Menghadapi pemilu 2004 mendatang, dengan beberapa perubahan tentang mekanisme pemilu dan pemilihan presiden dan wakil presiden secara langsung, para politisi di DPR RI didesak untuk sesegera mungkin menyelesaikan pembahasan paket RUU Politik yang mengatur tentang partai politik, pemilu dan mekanisme pemilihan presiden dan wakil presiden secara langsung.
Menyangkut pembahasan paket RUU politik ini, DPR diharapkan bersikap lebih terbuka dan menangkap aspirasi yang berkembang di masyarakat dalam penyusunan, pembahasan maupun pengambilan keputusan terhadap penyusunan paket RUU Politik.
Demikian salah satu bagian pernyataan {Pengurus Pusat Perhimpunan Mahasiswa Katolik Republik Indonesia (PP-PMKRI)} di Jakarta awal pekan ini.
Dalam pernyataan yang ditandatangani oleh Ketua Presidium PP PMKRI Robert J Nalenan dan Sekjend Jim Lomen Sihombing, PP-PMKRI juga mengajak masyarakat untuk menolak hasil kerja DPR dan tidak lagi mempercayai partai politik yang ada, apabila pembahasan paket RUU Politik ternyata tidak mengindahkan kaidah-kaidah demokrasi dan hanya mementingkan kekuatan politik di DPR.
Di bagian lain, seperti diketahui, Sidang Tahunan MPR 2002 yang lalu telah menghasilkan rekomendasi tentang pembentukan komisi konstitusi yang dituangkan melalui TAP MPR Nomor I/MPR/2002.
Dalam penilaian PP-PMKRI, keputusan politik ini cukup mengecewakan banyak pihak terutama kalangan intelektual dan praktisi yang sejak awal menghendaki dibentuknya komisi konstitusi melalui aturan tambahan UUD’45 yang memiliki kekuatan hukum lebih dibanding TAP MPR.
Di sisi lain komisi konstitusi yang dibentuk dalam sidang tahunan 2002 kemarin tidak dilatari oleh kesungguhan komitmen untuk membenahi krisis konstitusi yang terjadi.
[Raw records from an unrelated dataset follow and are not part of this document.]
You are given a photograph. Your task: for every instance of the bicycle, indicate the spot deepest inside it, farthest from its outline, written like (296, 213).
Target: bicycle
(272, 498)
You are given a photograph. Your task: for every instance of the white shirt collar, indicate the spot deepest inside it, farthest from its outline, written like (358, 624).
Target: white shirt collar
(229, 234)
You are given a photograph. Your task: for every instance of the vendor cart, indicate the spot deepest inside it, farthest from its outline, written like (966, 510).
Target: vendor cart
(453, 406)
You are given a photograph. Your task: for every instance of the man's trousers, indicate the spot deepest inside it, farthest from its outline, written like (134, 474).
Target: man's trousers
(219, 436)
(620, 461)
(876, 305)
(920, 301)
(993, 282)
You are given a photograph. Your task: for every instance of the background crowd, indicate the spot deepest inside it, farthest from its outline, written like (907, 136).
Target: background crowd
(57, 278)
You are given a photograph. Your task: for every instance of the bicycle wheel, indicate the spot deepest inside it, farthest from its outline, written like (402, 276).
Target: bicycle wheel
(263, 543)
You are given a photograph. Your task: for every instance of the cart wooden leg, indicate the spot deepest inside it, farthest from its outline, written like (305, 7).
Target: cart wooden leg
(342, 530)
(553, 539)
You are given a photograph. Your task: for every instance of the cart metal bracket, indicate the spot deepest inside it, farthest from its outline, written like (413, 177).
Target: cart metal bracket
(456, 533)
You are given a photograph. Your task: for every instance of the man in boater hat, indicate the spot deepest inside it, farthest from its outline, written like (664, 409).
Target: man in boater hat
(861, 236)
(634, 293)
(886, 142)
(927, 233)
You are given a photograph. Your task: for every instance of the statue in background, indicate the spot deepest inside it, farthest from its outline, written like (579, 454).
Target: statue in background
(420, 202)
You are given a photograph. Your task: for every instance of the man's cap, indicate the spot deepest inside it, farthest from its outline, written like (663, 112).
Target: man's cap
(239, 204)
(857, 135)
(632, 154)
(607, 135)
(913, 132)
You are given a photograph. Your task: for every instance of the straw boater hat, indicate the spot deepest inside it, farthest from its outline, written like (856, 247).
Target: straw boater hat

Hal ini dikarenakan komisi konstitusi hanya diberi wewenang untuk pengkajian tanpa diberikan kewenangan untuk mengubah untuk mengubah ataupun menambahkan hal-hal yang diperlukan.
Menyikapi fenomena politik tersebut, PP-PMKRI secara tegas mendesak para anggota legislatif (BP MPR) untuk merumuskan aturan dan mekanisme kerja komisi konstitusi yang menjamin independensinya dari berbagai kepentingan politik sempit dalam menjalankan kerjanya.
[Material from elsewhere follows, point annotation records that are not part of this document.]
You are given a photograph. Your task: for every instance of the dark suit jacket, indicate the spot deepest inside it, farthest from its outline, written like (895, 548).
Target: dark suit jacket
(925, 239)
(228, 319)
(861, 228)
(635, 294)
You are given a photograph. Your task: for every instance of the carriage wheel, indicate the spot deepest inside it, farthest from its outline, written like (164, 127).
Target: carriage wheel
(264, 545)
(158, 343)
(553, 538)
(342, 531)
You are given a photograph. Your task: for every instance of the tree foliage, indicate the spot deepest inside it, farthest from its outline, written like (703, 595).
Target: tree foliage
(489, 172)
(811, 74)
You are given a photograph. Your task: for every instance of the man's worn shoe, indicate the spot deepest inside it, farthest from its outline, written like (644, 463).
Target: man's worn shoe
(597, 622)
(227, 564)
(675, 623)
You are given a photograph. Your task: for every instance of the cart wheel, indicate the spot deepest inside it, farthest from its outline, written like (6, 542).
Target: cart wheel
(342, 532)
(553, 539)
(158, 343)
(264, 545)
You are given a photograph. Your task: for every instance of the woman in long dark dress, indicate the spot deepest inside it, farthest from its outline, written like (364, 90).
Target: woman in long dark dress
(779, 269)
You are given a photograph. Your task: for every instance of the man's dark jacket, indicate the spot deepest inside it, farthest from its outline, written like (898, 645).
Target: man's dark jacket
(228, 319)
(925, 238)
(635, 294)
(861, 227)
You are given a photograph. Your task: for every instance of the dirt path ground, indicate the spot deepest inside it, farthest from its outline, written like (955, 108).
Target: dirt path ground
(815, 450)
Masih dalam konteks ini, anggota legislatif juga didesak untuk mengedepankan sikap kenegarawanan dan meninggalkan pertimbangan politik pragmatis kelompok di dalam menentukan anggota komisi konstitusi yang nyata-nyata mengakibatkan terjadinya krisis konstitusi.
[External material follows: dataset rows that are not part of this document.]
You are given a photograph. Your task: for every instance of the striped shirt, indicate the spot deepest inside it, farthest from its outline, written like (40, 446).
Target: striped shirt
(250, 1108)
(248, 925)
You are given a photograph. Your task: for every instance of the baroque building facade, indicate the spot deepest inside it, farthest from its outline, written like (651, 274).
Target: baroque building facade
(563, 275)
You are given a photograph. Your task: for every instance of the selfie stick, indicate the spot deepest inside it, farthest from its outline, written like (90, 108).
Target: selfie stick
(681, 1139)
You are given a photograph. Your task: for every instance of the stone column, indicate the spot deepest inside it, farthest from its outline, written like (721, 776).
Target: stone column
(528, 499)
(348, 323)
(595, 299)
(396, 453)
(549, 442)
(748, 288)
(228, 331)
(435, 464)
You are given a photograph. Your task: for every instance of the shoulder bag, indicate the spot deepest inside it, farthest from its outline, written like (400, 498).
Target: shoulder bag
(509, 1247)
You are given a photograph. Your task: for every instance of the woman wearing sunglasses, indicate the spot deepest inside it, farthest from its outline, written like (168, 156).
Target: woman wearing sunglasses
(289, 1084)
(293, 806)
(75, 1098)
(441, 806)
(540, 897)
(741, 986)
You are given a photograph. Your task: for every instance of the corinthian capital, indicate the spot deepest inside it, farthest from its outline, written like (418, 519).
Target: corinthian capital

Sementara untuk memilih anggota komisi konstitusi, para anggota anggota legislatif didesak untuk memilih anggota komisi konstitusi atas dasar petimbangan obyektif terhadap kredibilitas calon serta memperhatikan keterwakilan dari berbagai kelompok masyarakat.
Apabila anggota legislatif nyata-nyata mengedepankan kepentingan politik kelompok secara sempit dalam penyusunan anggota komisi konstitusi, PMKRI akan mengajak masyarakat untuk menolak komisi konstitusi bentukan MPR.